What are the symptoms of tinnitus?
In addition to ringing in the ears, the sound heard can resemble a roar, squeal, whine, buzz, click, hiss, or hum and can affect one ear or both.
The American Tinnitus Association lists three types of this disorder based on how patients perceive the sound:
- Tonal Tinnitus: Near-continuous or overlapping sounds. The volume often fluctuates.
- Pulsatile Tinnitus: Here, the sounds seem to pulse, often in time with an individual’s heartbeat.
- Musical Tinnitus: With this rare variation, the sound is musical, sometimes the same tune on a constant loop.
What is the cause of tinnitus?
In most cases of tinnitus, no cause can be identified other than age-related hearing loss. But the disorder can also stem from damage to the microscopic endings of the hearing nerve in the inner ear, often as the result of exposure to loud noise that damages hearing. This has been seen in people who work in noisy environments such as factories or construction. Loud music can also be a risk, as can bomb blasts – according to the National Institute on Deafness and Other Communication Disorders (NIDCD) tinnitus is one of the most common service-related disabilities among veterans returning from Iraq and Afghanistan.

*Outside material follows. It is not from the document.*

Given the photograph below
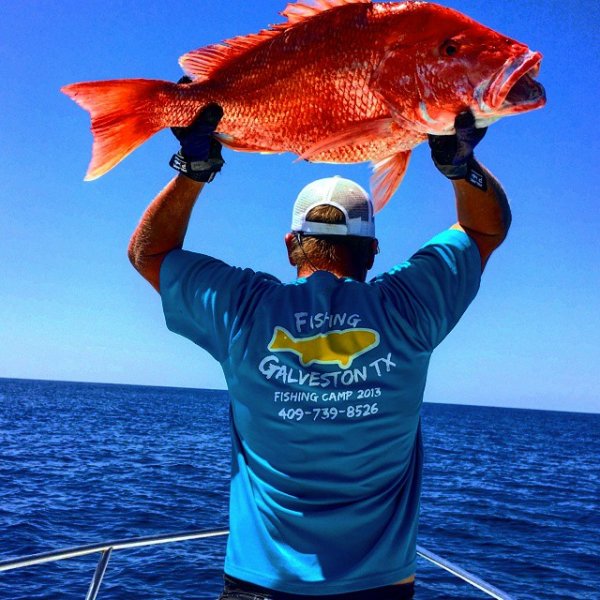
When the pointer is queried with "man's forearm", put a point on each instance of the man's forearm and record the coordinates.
(484, 215)
(162, 227)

Other causes include allergy, ear and sinus infections, high or low blood pressure, Meniere’s disease, hormonal changes in women, thyroid abnormalities, a tumor, diabetes, thyroid problems, a head or neck injury. Some 200 drugs including anti-inflammatories, antibiotics, sedatives, antidepressants and aspirin have been associated with tinnitus. Here, switching drugs or lowering the dosage usually solves the problem.
Beyond that, the American Association of Otolaryngology – Head and Neck Surgery (AAO), which includes specialists in ear disorders, lists excessive ear wax as an easily remedied cause of tinnitus. Earwax can set off tinnitus if it touches the eardrum, causing pressure and changing how the eardrum vibrates. Middle ear infections that cause hearing problems can also cause tinnitus.

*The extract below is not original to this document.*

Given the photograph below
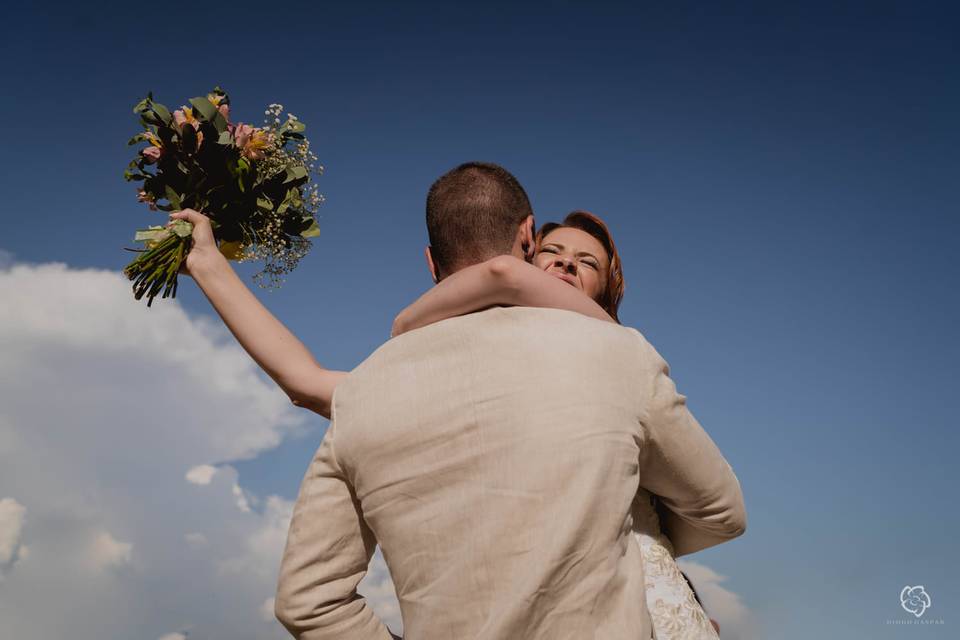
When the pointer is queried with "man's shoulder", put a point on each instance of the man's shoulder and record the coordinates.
(497, 326)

Despite all these possible causes, in some cases tinnitus develops for no reason that can be identified.
How is tinnitus diagnosed?
Diagnosing tinnitus usually begins with a complete medical history in an effort to identify possible causes, as well as to determine how troublesome tinnitus is in your case. If the tinnitus affects only one ear, is associated with hearing loss or is persistent, a hearing test called an audiogram may be recommended. Imaging tests such as X-rays, CT scans usually are not necessary.

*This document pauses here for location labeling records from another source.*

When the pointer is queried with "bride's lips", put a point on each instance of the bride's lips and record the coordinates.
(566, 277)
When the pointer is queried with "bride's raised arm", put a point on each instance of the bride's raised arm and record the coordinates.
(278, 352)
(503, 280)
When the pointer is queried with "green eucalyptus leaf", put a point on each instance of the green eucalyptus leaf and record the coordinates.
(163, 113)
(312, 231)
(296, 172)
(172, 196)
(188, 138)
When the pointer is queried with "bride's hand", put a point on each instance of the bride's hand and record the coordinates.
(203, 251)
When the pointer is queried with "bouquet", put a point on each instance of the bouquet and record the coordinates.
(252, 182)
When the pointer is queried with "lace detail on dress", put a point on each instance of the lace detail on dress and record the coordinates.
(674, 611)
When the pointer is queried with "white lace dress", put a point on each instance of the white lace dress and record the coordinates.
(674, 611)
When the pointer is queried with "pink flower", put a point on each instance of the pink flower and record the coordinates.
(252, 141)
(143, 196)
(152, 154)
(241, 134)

What is the conventional treatment of tinnitus?
According to the AAO, if a specific cause for tinnitus can be identified, treatment may be as simple as removing wax or hair from your ear canal, treating middle ear fluid or arthritis in the jaw joint. If you have some hearing loss, hearing aids may be recommended, which can help improve your symptoms somewhat. Sound therapy, which may consist of background music or noise or specialized ear level devices to mask sound, may also help.
If necessary, cognitive behavior therapy to help you deal with the effects of tinnitus on your quality of life may be recommended. And if tinnitus has triggered depression or anxiety, psychological or psychiatric treatment may help. However, without a medical indication, drug treatment for tinnitus with antidepressants, anticonvulsants, anti-anxiety drugs or injection of intratympanic medications isn’t recommended.
In addition, the AAO suggests these self-help measures:
- Avoid exposure to loud sounds and noises.
- Lower your salt intake (salt impairs blood circulation).
- Avoid stimulants such as coffee, tea, cola and tobacco.
- Exercise daily.
- Get adequate rest; avoid fatigue
What therapies does Dr. Weil recommend for tinnitus?
Dr. Weil endorses the self-help measures from the AAO. Beyond that, he recommends trying ginkgo, two tablets of standardized extract three times a day with meals for treatment of tinnitus. Ginkgo may help by increasing blood circulation in the head and neck. Dr. Weil advises giving ginkgo at least a two months trial.
Dr. Weil also cites the experience of his colleague, naturopathic physician Judy Hutt, N.M.D. who sends her patients with tinnitus to an osteopathic physician experienced in craniosacral therapy, a gently manipulative technique for the bones in the head. Dr. Hutt says this seems to take the pressure off the auditory nerves. She also has found that reducing blood pressure via weight loss can help with tinnitus.
Dr. Weil also suggests trying not to worry about your tinnitus. Instead, he recommends investigating tinnitus retraining therapy with otolaryngologists or audiologists who can help you learn to cope better with the disorder. And because stress can worsen tinnitus, Dr. Weil advises practicing breathing exercises or other relaxation techniques.